年相応のどこか儚げな、けれど今度は確かな温かみのある笑みが、その白い頬に浮かぶ。
綺麗事の同情や「可哀想だから助ける」といった生ぬるい言葉よりも、「仕事だから見捨てない」という絶対的な割り切りの方が、彼女にとってはよほど信頼に値する物に思えたのだろう。
「……伝えておきます」
雛那はそう小さく肯き、それ以上は口を開こうとしなかった。ただ、遠くを見つめる真紅の瞳からは、先ほどまでの刺すような鋭さは消え、静かな凪のような光だけが残されていた。
*
それからの二日間、蒼依は徹底して彼女と距離を置こうと試みた。
指導者らしいことなど何一つ教えず、ただ機構から送られてきた分厚いマニュアルを放り投げ、「読んどいて」の一言で済ませた。
だが、星宮雛那という少女は、蒼依が思っていた以上にタフで、そして致命的に真面目だった。
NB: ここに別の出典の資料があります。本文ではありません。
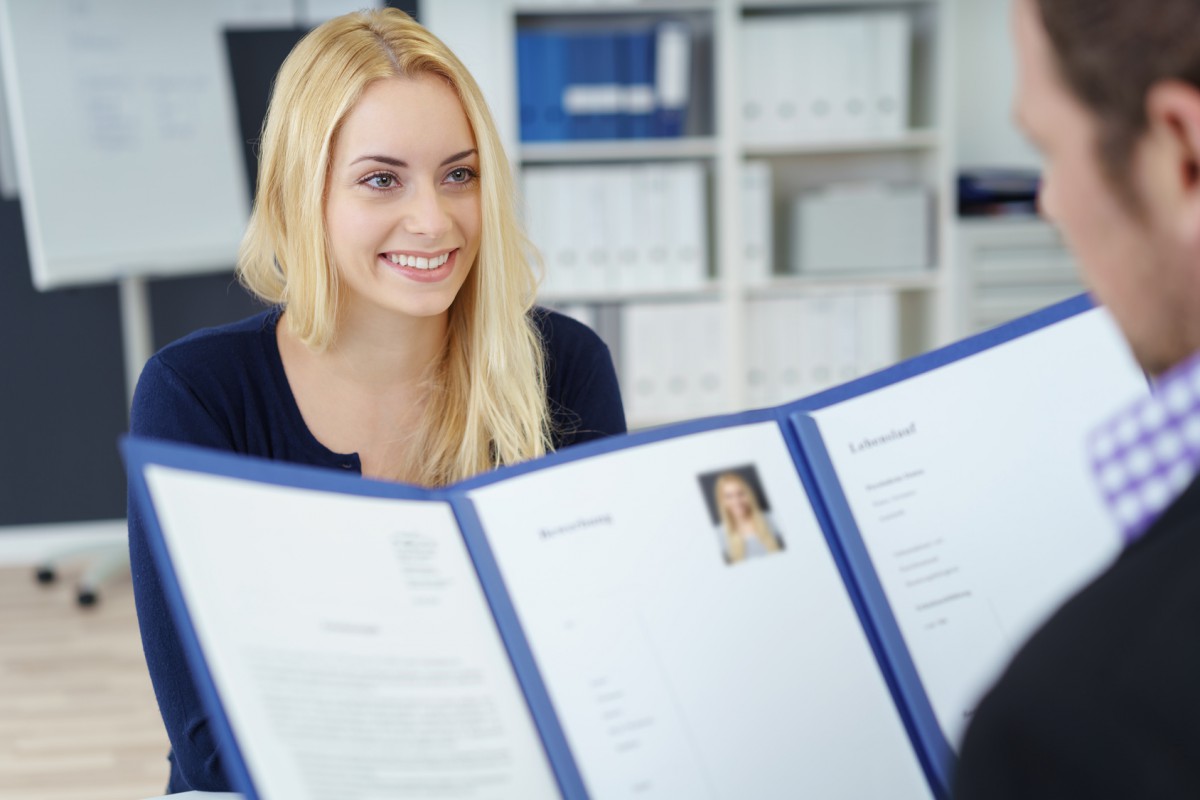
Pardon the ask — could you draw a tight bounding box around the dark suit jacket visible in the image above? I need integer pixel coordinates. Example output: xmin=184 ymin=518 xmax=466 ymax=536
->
xmin=954 ymin=480 xmax=1200 ymax=800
どれだけ適当にあしらおうとも、彼女は目を輝かせながら、蒼依のどうでもいい会話や自堕落な生活についてノートを取り、彼女の歩幅の二歩後ろを、ノート片手にぴったりと付いて回った。中身の枯れた蒼依にとって、その純粋な熱意はやはり胃が痛むものでしかなかったが、仕事である以上、追い払う大義名分もなかった。
そして、彼女と初めて会った日から数えて二日後の夜明け前。魔物の出現を告げるアラートが鳴る。
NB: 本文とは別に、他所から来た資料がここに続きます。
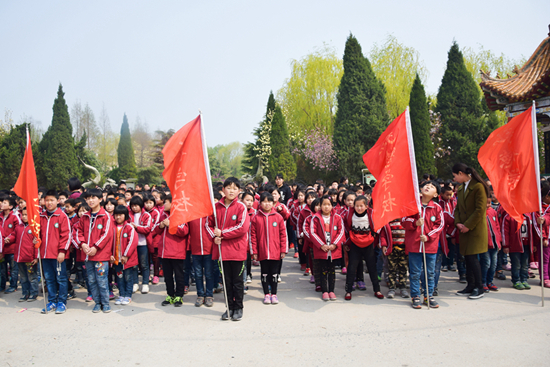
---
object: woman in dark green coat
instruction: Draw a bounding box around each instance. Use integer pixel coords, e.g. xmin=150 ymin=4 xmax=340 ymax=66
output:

静寂を切り裂いたけたたましい警告音と、引き裂かれた時空の歪む甲高くも鈍い音。
機構からのバックアップはなく、現場へ急行せよという冷ややかな一文だけが、蒼依の情報端末に、気味の悪い程にポップな字体で表示されていた。
蒼依は、「行くよ、雛那」とだけ呼びかけて、壁に掛けられた薄灰色のローブを羽織った。